El Barça y Raphinha: un futuro incierto hacia Arabia
En los despachos del Barcelona, el nombre de Raphinha no ha sido intocable este verano. Todo lo contrario. El club llegó a estar dispuesto a escuchar ofertas por el brasileño, con un destino muy claro en el horizonte: Arabia Saudí.
Durante las primeras semanas de mercado, el extremo fue ligado una y otra vez con la Saudi Pro League. No era solo ruido. Según reveló el periodista Romain Molina, en el club se valoró seriamente su salida hasta el punto de empezar a planificar el futuro sin él.
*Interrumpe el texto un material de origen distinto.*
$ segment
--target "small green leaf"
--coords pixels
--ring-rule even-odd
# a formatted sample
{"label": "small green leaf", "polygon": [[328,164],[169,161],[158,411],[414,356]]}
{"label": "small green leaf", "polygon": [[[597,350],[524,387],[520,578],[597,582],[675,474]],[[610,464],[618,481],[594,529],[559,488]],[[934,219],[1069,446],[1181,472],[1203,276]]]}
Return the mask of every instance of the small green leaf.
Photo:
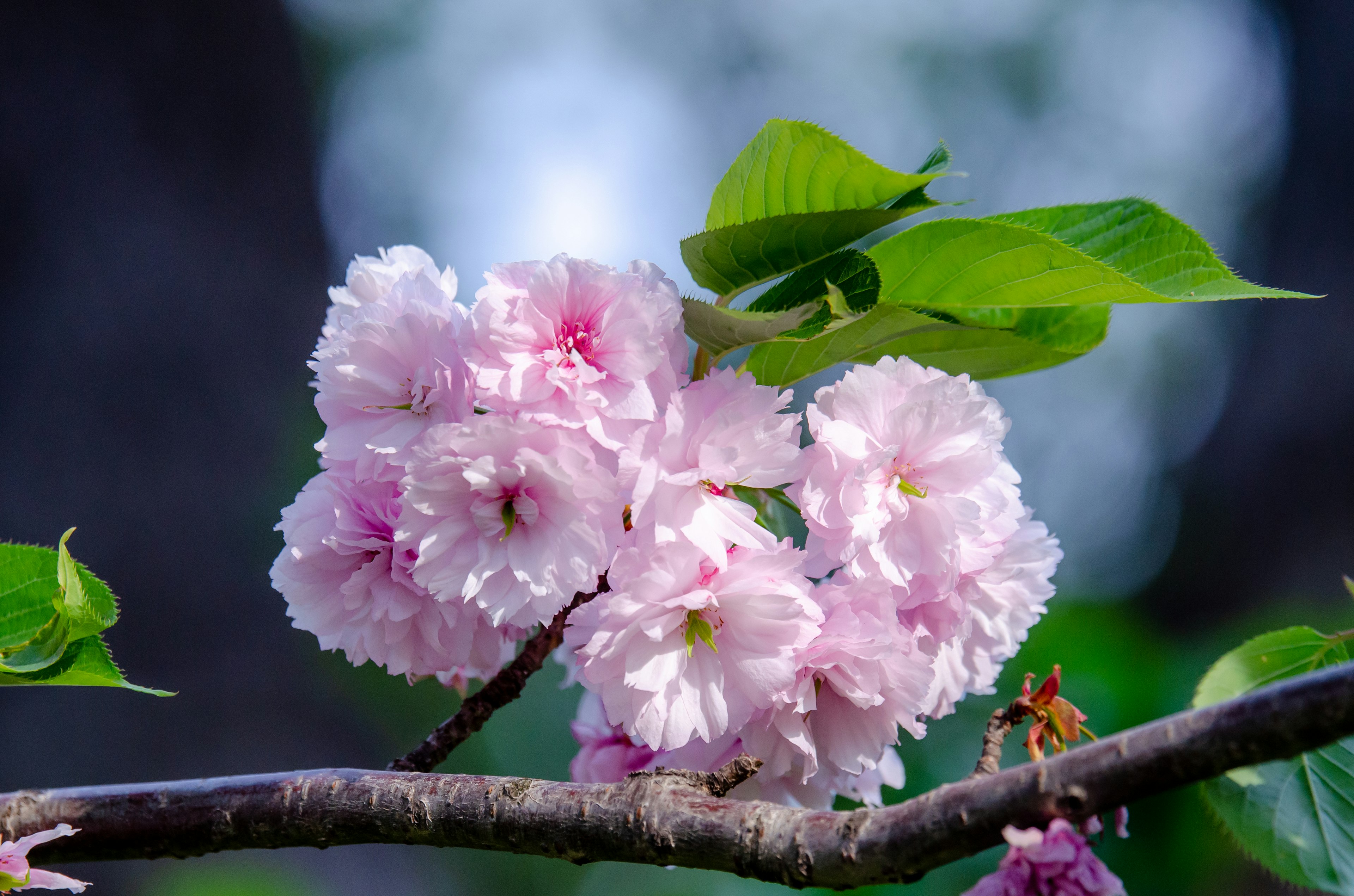
{"label": "small green leaf", "polygon": [[1145,199],[1028,208],[988,221],[1047,233],[1173,299],[1313,298],[1242,280],[1193,227]]}
{"label": "small green leaf", "polygon": [[696,650],[696,639],[697,637],[700,640],[705,642],[705,646],[709,647],[712,651],[715,651],[716,654],[719,652],[719,648],[715,647],[715,629],[709,627],[709,623],[707,623],[704,619],[701,619],[700,610],[688,610],[686,612],[686,655],[688,656],[691,656],[692,651]]}
{"label": "small green leaf", "polygon": [[944,171],[938,164],[932,153],[923,168],[933,168],[904,175],[816,125],[772,119],[715,187],[705,230],[776,215],[877,208],[938,177]]}
{"label": "small green leaf", "polygon": [[898,479],[898,490],[902,491],[903,494],[910,494],[914,498],[925,498],[926,493],[930,491],[930,489],[918,489],[917,486],[907,482],[902,476],[899,476]]}
{"label": "small green leaf", "polygon": [[1173,302],[1066,242],[995,221],[927,221],[872,246],[880,300],[1005,309]]}
{"label": "small green leaf", "polygon": [[682,298],[682,319],[686,336],[714,357],[742,345],[756,345],[793,330],[816,310],[806,303],[783,311],[735,311],[700,299]]}
{"label": "small green leaf", "polygon": [[808,528],[799,508],[785,495],[784,489],[749,489],[730,485],[738,499],[757,512],[757,525],[776,536],[777,540],[791,539],[798,545],[804,544]]}
{"label": "small green leaf", "polygon": [[853,208],[762,218],[686,237],[681,260],[696,283],[733,296],[812,264],[907,214]]}
{"label": "small green leaf", "polygon": [[65,654],[51,666],[34,673],[0,673],[0,685],[81,685],[96,688],[126,688],[156,697],[172,697],[168,690],[154,690],[130,684],[114,665],[108,647],[99,635],[81,637],[66,644]]}
{"label": "small green leaf", "polygon": [[944,175],[940,162],[933,153],[930,168],[906,175],[816,125],[773,119],[715,187],[704,233],[682,240],[682,261],[727,299],[938,204],[926,184]]}
{"label": "small green leaf", "polygon": [[880,303],[822,336],[762,342],[747,356],[745,369],[764,386],[788,386],[833,364],[856,360],[857,356],[877,351],[906,334],[961,329],[964,328],[960,325],[938,321],[911,309]]}
{"label": "small green leaf", "polygon": [[[1350,637],[1305,625],[1254,637],[1208,670],[1193,705],[1347,662]],[[1354,738],[1294,759],[1233,769],[1202,789],[1242,849],[1271,872],[1301,887],[1354,895]]]}
{"label": "small green leaf", "polygon": [[[837,288],[841,305],[831,307],[831,290]],[[815,302],[816,311],[800,326],[780,333],[783,338],[807,340],[827,329],[834,319],[849,321],[872,309],[879,300],[879,271],[864,252],[844,249],[821,259],[766,290],[749,306],[749,311],[781,311]],[[839,325],[839,323],[838,323]]]}
{"label": "small green leaf", "polygon": [[949,146],[945,141],[936,145],[936,149],[930,152],[922,166],[917,169],[918,175],[940,175],[949,171],[949,164],[955,161],[955,157],[949,152]]}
Un fichaje con mensaje: Jesse Bisiwu
La pista más clara de esa hoja de ruta fue la llegada de Jesse Bisiwu. El joven extremo aterrizó en el Barça con una idea de fondo: cubrirse ante un posible adiós de Raphinha, sobre todo si desde Arabia aparecía una oferta de esas que cambian balances y decisiones.
Molina lo explicó sin rodeos: la directiva estaba “muy abierta” a la salida del brasileño, especialmente si el dinero llegaba desde la liga saudí. El movimiento por otro joven extremo no fue casualidad; estaba “todo planificado de antemano por si acaso”.
No era un simple globo sonda. Era un escenario trabajado.
Una oportunidad económica difícil de ignorar
El contexto económico del Barcelona pesó tanto como el aspecto deportivo. Los clubes saudíes estaban dispuestos a ir fuerte por Raphinha, con cifras muy elevadas, y eso convertía la operación en algo complicado de rechazar.
Un traspaso importante habría dado aire inmediato al club: margen salarial, capacidad para cuadrar cuentas y, sobre todo, músculo para reforzar otras zonas del campo. Ahí es donde la operación adquiría un sentido estratégico.
Molina también apuntó a dos factores a seguir de cerca: el estado físico del jugador y sus aspiraciones contractuales. Ya el año pasado la posibilidad de un traspaso estuvo “encima de la mesa”, con nuevas conversaciones durante el invierno. El historial de lesiones del brasileño empieza a generar inquietud interna, y esa preocupación se suma a la ecuación cuando el club mira hacia el futuro.
El gran objetivo: financiar al nuevo ‘9’
Detrás de todo hay un objetivo mayúsculo: fichar un delantero centro de primer nivel. El Barça lleva tiempo buscando un ‘9’ de referencia y la necesidad se ha acentuado tras el fracaso en la tentativa por Julián Álvarez.
Para competir por un atacante de élite, el club necesita una inyección económica considerable. Ahí entra Raphinha. Su venta, si se concreta en cifras altas, podría cambiar el tablero.
Según Molina, una salida del brasileño daría al Barça “mucha más tranquilidad financiera” y, sobre todo, le permitiría “gastar una enorme cantidad en el número 9”. Esa es la clave. El sacrificio de una de sus piezas ofensivas más importantes a cambio de resolver la gran prioridad deportiva del proyecto.
Arabia Saudí, con su capacidad para ofrecer contratos y traspasos desorbitados, se convierte así en un actor central en esta historia. El coste deportivo de perder a Raphinha sería evidente. El beneficio económico, también. Y en medio de ese equilibrio delicado, el club se juega algo más que un extremo: se juega la posibilidad de construir el ataque que quiere para los próximos años.